Since the first reported sighting of The Loch Ness Monster by St Columba as far back as the 7th century, the search to prove its existence has become an obsession for some.
However whether you believe in the existence of the Loch Ness Monster or not, Scotland’s prehistoric past has been well explored.
In fact, as recently as 2.5 million years ago, Scotland had only just split from the North America and begun its continental drift across the newly formed Atlantic Ocean.
This meant our shores were, at one time, inhabited by some of the biggest, strangest and most fascinating creatures to ever walk the Earth.
“The Dinosaur Isle”
The Isle of Skye is the dinosaur capital of Scotland. Hundreds of fossils have been discovered on the Misty Isle from some truly gargantuan beasts.
In 1982, the footprints of a family of Ornithopods - two legged herbivores - left 165 million years earlier during the Middle Jurassic period were unearthed on the beach of An Corran at Staffin.
Ornithopods grew to up to 15m (50 feet) long and weighed over 20 tonnes, however the size of these prints suggests they were slightly smaller.
The giant footprints are usually covered by the rough seas or sand, meaning the best time to see them for yourself is after a winter storm when the tide recedes and washes away the sand.
To find them, simply head for the beach at Staffin and walk down the main ramp that leads on to the sand, the prints are relatively close to the shore, but be careful during rough weather.
Cementing Skye’s reputation as the land of the giants are the footprints of primitive Sauropods uncovered on the shore near the ruins of Duntulm Castle as recently as 2015.
These behemoths were distant relatives of the Brontosaurus and Brachiosaurus, famed for their long necks and could grow to over 70m (100 feet) long.
The largest Sauropods ever weighed over 150 tonnes, though their primitive Duntulm cousins were much smaller, measuring just four metres (15 feet) long and barely tipping the scale at just ten tonnes.
These 170 million-year-old Jurassic prints are easily visible at low tide South of Duntulm Castle at the North end of Trotternish.
Several other footprints and fossils are on display at the Staffin Museum, two miles South of Staffin bay opposite the Kilt Rock.
The Giant Scorpions of Fife
Picturesque fishing villages, stunning views of the Firth of Forth and a rich natural history have made Fife is one of the country’s most scenic regions.
However, 330 million years ago it was a much more terrifying place to visit.
During the Devonian period, the Kingdom’s coastline was inhabited by a terrifying six-foot tall, amphibious sea scorpion known as Hibbertopterus.
These monsters would have been armour plated to protect them from predators in the sea at the time and had a sharp, spear like tail it used to skewer prey.
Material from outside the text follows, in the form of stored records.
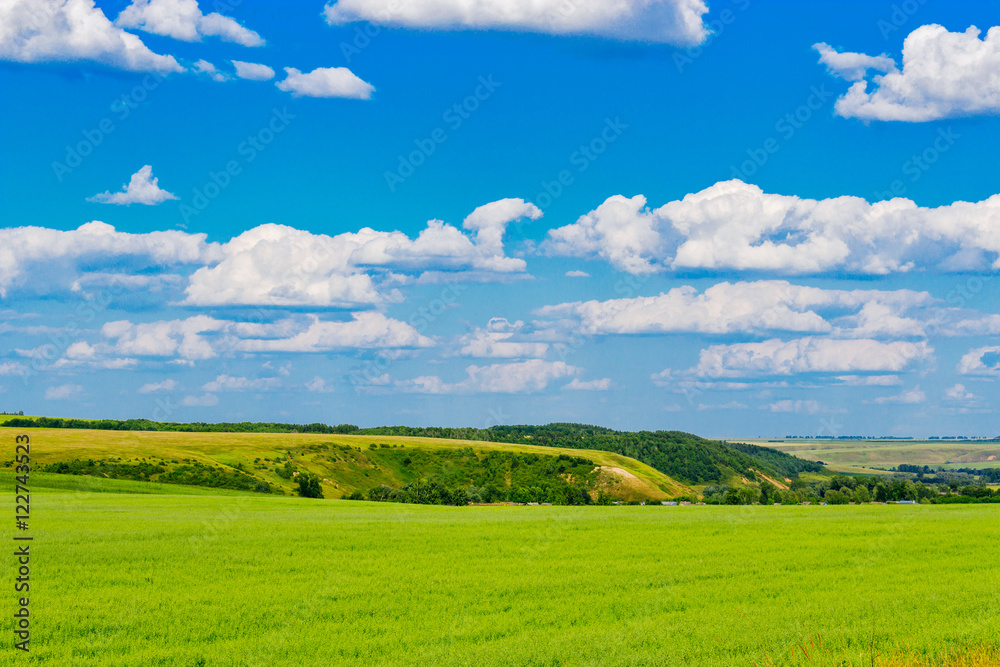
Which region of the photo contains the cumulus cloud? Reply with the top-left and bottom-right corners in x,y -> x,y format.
813,42 -> 896,81
101,311 -> 434,360
944,384 -> 977,401
458,318 -> 549,359
692,338 -> 934,378
325,0 -> 708,46
306,375 -> 334,394
837,375 -> 903,387
0,361 -> 28,375
232,60 -> 274,81
543,195 -> 666,274
958,345 -> 1000,375
563,378 -> 615,391
0,0 -> 184,74
0,221 -> 221,297
768,399 -> 823,415
0,198 -> 541,307
115,0 -> 264,46
201,375 -> 281,393
101,315 -> 228,361
87,164 -> 177,206
181,394 -> 219,408
274,67 -> 375,100
191,60 -> 228,82
183,199 -> 541,307
139,379 -> 180,394
817,25 -> 1000,122
872,387 -> 927,405
45,384 -> 83,401
236,311 -> 434,352
535,280 -> 933,338
397,359 -> 580,394
542,180 -> 1000,275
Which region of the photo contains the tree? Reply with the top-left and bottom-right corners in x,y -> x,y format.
760,482 -> 778,505
854,484 -> 872,503
823,489 -> 850,505
298,473 -> 323,498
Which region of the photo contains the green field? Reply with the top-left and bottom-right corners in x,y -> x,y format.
0,475 -> 1000,667
735,439 -> 1000,474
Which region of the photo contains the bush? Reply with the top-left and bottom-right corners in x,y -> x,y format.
298,473 -> 323,498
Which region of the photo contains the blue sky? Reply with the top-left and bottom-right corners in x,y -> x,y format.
0,0 -> 1000,437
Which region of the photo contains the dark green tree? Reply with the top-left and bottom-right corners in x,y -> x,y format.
297,473 -> 323,498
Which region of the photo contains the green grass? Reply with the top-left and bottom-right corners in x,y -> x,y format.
740,439 -> 1000,474
0,429 -> 689,499
0,470 -> 262,496
9,488 -> 1000,667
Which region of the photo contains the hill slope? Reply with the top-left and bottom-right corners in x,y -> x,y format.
0,428 -> 690,501
367,424 -> 822,484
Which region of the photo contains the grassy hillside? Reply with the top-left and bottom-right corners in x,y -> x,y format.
360,424 -> 822,484
744,438 -> 1000,474
9,486 -> 1000,667
0,428 -> 690,500
7,417 -> 822,485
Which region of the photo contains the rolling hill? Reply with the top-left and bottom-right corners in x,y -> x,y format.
0,417 -> 822,500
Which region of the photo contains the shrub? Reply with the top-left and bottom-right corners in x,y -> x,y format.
298,473 -> 323,498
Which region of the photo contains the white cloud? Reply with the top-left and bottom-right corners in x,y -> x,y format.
191,60 -> 227,82
944,384 -> 977,401
274,67 -> 375,100
0,221 -> 220,297
458,318 -> 549,359
87,164 -> 177,205
181,394 -> 219,408
692,338 -> 934,377
325,0 -> 708,46
872,387 -> 927,405
397,359 -> 580,394
940,315 -> 1000,336
813,42 -> 896,81
543,195 -> 666,274
65,340 -> 97,360
0,198 -> 541,307
236,311 -> 434,352
201,375 -> 281,393
115,0 -> 264,46
698,401 -> 750,410
821,25 -> 1000,122
958,345 -> 1000,375
837,375 -> 903,387
101,315 -> 230,360
563,378 -> 615,391
232,60 -> 274,81
768,399 -> 823,415
45,384 -> 83,401
0,0 -> 184,74
306,375 -> 334,394
535,280 -> 933,338
542,180 -> 1000,275
184,199 -> 541,307
0,361 -> 28,375
139,379 -> 180,394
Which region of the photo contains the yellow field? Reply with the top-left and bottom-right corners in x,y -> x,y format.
0,429 -> 690,499
734,439 -> 1000,474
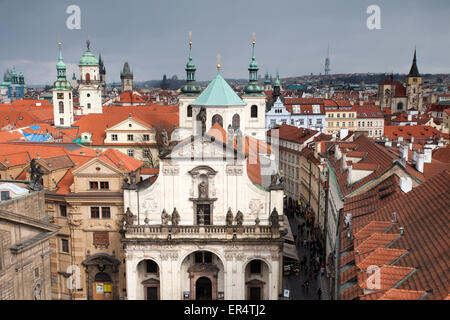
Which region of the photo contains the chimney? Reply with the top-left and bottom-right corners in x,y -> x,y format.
341,153 -> 347,171
400,145 -> 408,162
416,153 -> 425,173
400,177 -> 412,193
392,211 -> 397,222
423,148 -> 432,163
347,166 -> 353,186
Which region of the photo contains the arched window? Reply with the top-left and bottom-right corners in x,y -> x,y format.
250,105 -> 258,118
211,114 -> 223,128
232,113 -> 241,130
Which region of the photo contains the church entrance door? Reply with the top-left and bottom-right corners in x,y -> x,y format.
195,277 -> 212,300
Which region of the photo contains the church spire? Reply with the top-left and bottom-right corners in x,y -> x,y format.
408,48 -> 420,77
53,42 -> 71,89
181,32 -> 200,94
244,32 -> 263,94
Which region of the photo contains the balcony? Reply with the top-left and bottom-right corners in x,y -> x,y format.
125,221 -> 284,240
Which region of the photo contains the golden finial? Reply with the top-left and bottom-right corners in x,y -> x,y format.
217,53 -> 220,70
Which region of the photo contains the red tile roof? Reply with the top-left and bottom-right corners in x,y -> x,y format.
267,124 -> 319,144
342,170 -> 450,300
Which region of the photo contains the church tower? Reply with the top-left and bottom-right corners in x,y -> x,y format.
120,62 -> 133,92
78,40 -> 103,114
52,42 -> 73,127
406,50 -> 423,111
264,72 -> 272,91
98,54 -> 107,96
178,32 -> 201,139
242,33 -> 266,141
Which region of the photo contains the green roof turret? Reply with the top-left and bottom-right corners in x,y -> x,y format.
181,32 -> 201,95
244,32 -> 263,95
78,40 -> 98,66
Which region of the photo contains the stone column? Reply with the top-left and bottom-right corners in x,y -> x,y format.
126,253 -> 140,300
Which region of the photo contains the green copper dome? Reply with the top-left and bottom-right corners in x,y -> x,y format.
78,50 -> 98,66
273,72 -> 281,87
192,72 -> 246,106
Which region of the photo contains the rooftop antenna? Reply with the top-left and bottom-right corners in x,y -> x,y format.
325,42 -> 331,76
217,53 -> 220,72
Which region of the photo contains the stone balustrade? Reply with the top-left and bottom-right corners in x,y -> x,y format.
125,225 -> 281,240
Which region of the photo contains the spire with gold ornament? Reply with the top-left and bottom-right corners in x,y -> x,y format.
181,32 -> 201,95
244,32 -> 263,95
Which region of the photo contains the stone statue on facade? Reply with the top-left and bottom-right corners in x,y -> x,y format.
161,209 -> 170,226
161,129 -> 169,149
130,172 -> 136,186
226,208 -> 233,226
198,209 -> 205,224
123,208 -> 134,226
122,177 -> 130,189
269,208 -> 280,228
270,173 -> 278,187
172,208 -> 180,226
30,159 -> 44,191
33,283 -> 41,300
198,181 -> 208,198
236,211 -> 244,227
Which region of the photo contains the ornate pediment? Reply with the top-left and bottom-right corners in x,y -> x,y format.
188,166 -> 218,176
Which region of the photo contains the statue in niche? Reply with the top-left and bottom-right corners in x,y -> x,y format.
123,208 -> 134,226
269,208 -> 280,227
30,159 -> 44,191
130,171 -> 136,186
161,209 -> 170,226
172,208 -> 180,226
270,173 -> 278,187
198,180 -> 208,198
198,209 -> 205,224
236,211 -> 244,227
226,208 -> 233,226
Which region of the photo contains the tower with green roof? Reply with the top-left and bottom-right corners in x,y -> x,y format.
52,42 -> 73,127
78,40 -> 103,114
120,62 -> 133,92
242,33 -> 268,141
406,49 -> 423,111
264,72 -> 272,91
178,32 -> 201,137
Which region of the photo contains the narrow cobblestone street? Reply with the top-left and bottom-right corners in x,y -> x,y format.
283,209 -> 330,300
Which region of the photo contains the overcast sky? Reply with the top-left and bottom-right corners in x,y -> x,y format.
0,0 -> 450,84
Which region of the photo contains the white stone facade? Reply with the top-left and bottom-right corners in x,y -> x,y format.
53,89 -> 73,127
78,66 -> 103,114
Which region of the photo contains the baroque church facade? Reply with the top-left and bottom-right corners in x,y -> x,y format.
122,37 -> 285,300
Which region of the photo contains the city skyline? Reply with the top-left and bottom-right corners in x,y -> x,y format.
0,0 -> 450,85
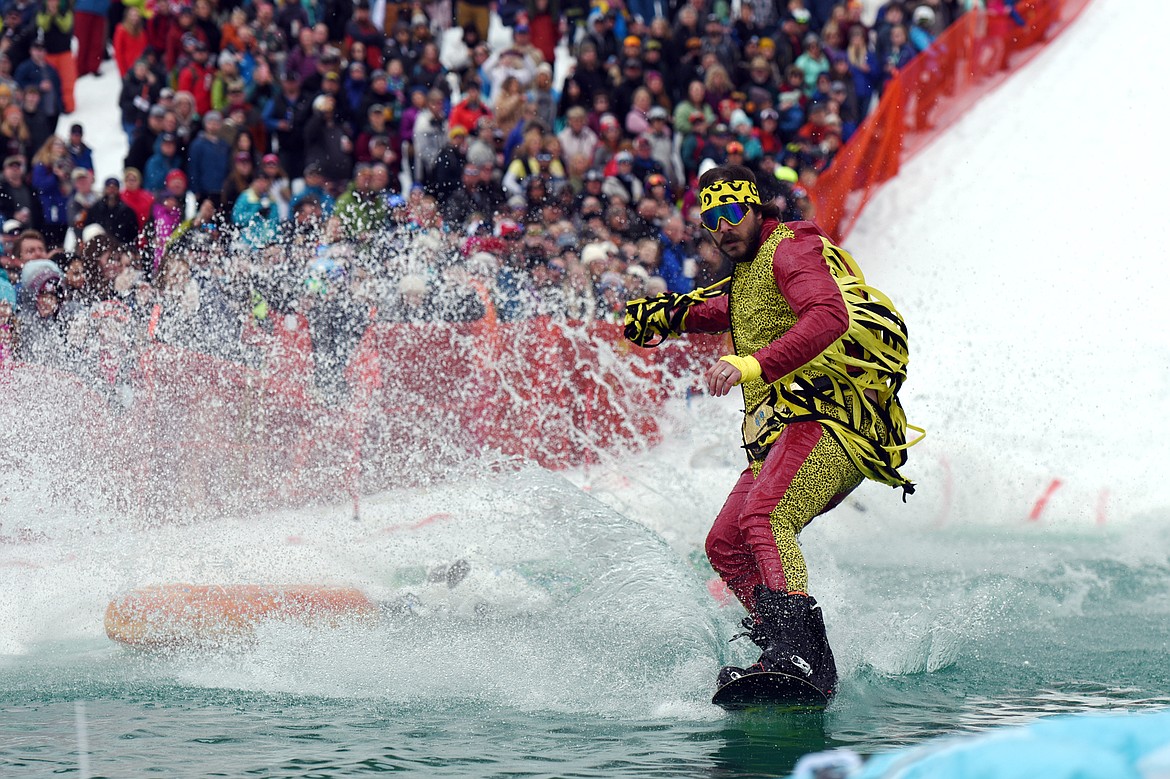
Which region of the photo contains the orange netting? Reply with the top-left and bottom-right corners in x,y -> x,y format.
812,0 -> 1089,242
Tracks made by the Hibbertopterus were discovered on a beach in North-East Fife in 2010, however its location has been kept secret by paleontologists keen to preserve the trackway.
Around the same time that Fife was being terrorised by giant sea scorpions, a bizarre looking predator ruled the waves on the West coast.
Akmonistion Zangerli, to give it its full name, only grew to around a metre long at its largest, but that wasn’t what amazed paleontologists when it was uncovered in the Manse Burn in 1981.
Instead, it’s strange “anvil-like” dorsal fin amazed scientists, leading to it gaining the nickname of “The ironing board shark.”
The fossil is regarded as one of the best preserved examples of the creature found anywhere in the world.
It’s currently on display at Glasgow’s Hunterian Museum.
The Hand Beast
The discovery of footprints - or handprints - made by the Chirotherium, or “hand-beast” in Latin, on the Isle of Arran caused great excitement in the paleontological community in 2003.
At the time, they were the largest prints of their kind anywhere in the world and gave scientists a unique insight into the life of this bizarre creature.
Measuring around three metres (12 feet) in length, these crocodile-like creatures walked on all fours and developed an outermost toe - or finger - on their feet to enable them to walk on soft surfaces during the Triassic period around 270 million years ago.
That means Chirotherium was roaming around the island several million years before the island’s highest mountain, Goatfell, even started to form
The discovery of the protruding toe amazed scientists due to its human-like makeup, before it’s purpose was discovered.
The tracks can be found in the Shiskine valley near Blackwaterfoot.